New charitable gaming board meets following Gazette series
The latest iteration of Colorado’s long-defunct advisory board for charitable gaming met Friday for the first time since legislators revived it more than 18 months ago.

The Charitable Gaming Board did little more than elect its chairman, Maytham Alshadood, the director of business licensing for the Secretary of State’s Office, and its vice chairperson, Michelle Kelley, a certified games manager for the Erie High School Boosters.
The seven-member board was assembled just as The Gazette concluded a three-month investigation into the state’s $110 million charitable gaming industry. The first meeting comes just weeks after the three-part series was published.
The new board replaces the Bingo-Raffle Advisory Board, a nine-member panel designed to counsel the secretary of state on regulations that hadn’t met in years –- no one bothered to show up for meetings despite a statutory requirement to have two a year, records show -– and was at the precipice of being dissolved in 2023. Lobbying efforts convinced legislators that having industry oversight was too important, resulting in a new Charitable Gaming Board being created in early 2024 with a promise of better monitoring and more industry involvement.
The new board is to meet at least six times a year.
But Gov. Jared Polis had only named three people to the board by September, claiming difficulty in finding anyone willing to serve. Secretary of State Jena Griswold named her own appointees last month.
It’s unclear how much of The Gazette’s findings — felons illegally running bingo games, nonprofits getting little of the millions of dollars wagered, prohibited payments being made to bingo volunteers, raffle winners not being notified because nonprofits don’t have to — will be taken up by the new board or legislators and appointees didn’t discuss any business at Friday’s meeting.
At least one board member privately said future meetings would take up some of The Gazette’s findings.

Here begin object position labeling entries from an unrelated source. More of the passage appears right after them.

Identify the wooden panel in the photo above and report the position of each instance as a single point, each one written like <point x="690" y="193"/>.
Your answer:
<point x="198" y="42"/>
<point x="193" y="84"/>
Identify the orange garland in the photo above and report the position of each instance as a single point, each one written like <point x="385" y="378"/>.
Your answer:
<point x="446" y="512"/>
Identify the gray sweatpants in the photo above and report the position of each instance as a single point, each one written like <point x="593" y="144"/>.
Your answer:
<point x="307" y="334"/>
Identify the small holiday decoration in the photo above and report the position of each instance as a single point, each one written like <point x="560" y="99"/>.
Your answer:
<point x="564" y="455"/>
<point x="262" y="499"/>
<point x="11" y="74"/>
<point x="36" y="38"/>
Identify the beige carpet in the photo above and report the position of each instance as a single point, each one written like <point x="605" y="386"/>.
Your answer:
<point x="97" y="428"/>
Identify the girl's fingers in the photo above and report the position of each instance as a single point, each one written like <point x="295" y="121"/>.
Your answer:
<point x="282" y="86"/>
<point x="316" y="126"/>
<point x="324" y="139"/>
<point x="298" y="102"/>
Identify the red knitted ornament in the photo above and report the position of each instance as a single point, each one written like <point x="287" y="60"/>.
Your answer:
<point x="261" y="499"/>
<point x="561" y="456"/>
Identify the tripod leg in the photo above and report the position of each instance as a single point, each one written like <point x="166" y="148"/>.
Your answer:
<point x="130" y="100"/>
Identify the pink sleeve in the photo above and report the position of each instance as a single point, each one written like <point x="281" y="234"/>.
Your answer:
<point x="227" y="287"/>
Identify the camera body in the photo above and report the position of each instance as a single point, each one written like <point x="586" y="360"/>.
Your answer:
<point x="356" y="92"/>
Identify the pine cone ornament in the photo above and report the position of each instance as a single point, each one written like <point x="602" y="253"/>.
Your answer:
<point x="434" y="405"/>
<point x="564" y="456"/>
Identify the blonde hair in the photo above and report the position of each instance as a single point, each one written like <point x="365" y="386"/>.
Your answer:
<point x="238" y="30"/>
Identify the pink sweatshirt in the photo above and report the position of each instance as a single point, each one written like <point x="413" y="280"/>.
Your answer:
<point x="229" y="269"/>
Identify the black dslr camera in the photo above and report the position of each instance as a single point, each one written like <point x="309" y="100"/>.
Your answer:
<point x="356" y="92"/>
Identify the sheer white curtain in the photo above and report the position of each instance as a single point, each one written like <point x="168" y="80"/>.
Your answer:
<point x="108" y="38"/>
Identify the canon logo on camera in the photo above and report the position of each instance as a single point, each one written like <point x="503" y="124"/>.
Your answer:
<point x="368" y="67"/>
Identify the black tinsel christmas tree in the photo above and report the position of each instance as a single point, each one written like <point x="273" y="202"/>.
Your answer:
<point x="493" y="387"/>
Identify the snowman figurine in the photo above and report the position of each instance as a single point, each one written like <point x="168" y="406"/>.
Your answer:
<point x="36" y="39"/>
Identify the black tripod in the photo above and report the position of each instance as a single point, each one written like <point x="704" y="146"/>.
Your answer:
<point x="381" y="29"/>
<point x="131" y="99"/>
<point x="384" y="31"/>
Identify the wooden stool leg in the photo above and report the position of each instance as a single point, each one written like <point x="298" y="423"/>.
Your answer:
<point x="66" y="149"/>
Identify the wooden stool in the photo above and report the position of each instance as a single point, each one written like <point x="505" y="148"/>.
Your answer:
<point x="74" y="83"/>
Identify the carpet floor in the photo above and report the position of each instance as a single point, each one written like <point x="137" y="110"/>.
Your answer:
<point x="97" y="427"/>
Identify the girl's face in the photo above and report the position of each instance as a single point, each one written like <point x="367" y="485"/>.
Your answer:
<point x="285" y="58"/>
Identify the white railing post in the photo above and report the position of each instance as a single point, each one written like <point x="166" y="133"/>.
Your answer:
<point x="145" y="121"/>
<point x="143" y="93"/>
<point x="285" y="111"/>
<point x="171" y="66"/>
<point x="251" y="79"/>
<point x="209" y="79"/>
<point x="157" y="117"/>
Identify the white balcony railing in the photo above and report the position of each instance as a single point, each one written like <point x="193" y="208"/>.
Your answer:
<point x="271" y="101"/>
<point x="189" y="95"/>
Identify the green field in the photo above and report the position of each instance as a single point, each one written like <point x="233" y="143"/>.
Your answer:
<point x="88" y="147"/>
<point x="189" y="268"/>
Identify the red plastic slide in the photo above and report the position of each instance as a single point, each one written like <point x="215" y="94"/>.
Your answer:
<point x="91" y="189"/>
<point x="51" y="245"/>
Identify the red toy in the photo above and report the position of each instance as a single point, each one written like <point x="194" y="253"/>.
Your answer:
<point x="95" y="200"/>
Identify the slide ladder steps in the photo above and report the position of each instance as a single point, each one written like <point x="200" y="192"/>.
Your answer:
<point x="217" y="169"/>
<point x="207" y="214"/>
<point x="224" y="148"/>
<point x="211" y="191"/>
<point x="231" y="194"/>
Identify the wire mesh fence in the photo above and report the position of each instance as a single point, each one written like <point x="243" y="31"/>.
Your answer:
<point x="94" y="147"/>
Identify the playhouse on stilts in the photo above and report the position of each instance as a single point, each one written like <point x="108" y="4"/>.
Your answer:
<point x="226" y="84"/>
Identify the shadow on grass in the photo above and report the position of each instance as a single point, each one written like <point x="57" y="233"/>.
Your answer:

“It’s really cool that we’ve got a group of professionals together that will be able to oversee bingo in a professional way,” Corky Kyle, the vice president of the Colorado Bingo Association, said at the meeting. “The old board lost its speed and lost its way.”
The board only has the authority to make recommendations to Griswold’s office and cannot make any policy or rule changes on its own. That’s partly what drew friction from the industry in years past with board members saying they lacked any meaningful authority to make substantive decisions.
The Secretary of State’s Office was chosen to oversee charitable gaming when voters added it to the state constitution in the 1950s. All other forms of gaming are regulated by the state Department of Revenue.
It is the only state to do it that way.
Voters have repeatedly defeated any efforts at changing the oversight process.
Including Alshadood and Kelley, the other board members are: Ben Vagher, a certified games manager for Trinity Catholic Church and the Broomfield Rotary; Fred Sabados, the owner of FASE, which operates four bingo halls; Richard Lemon, the president of the Colorado Bingo Association and owner of Rocky Mountain Bingo Supply; and Todd Van Sant, commander of VFW Post 9644 in Sheridan.
The board’s next meeting has not been scheduled.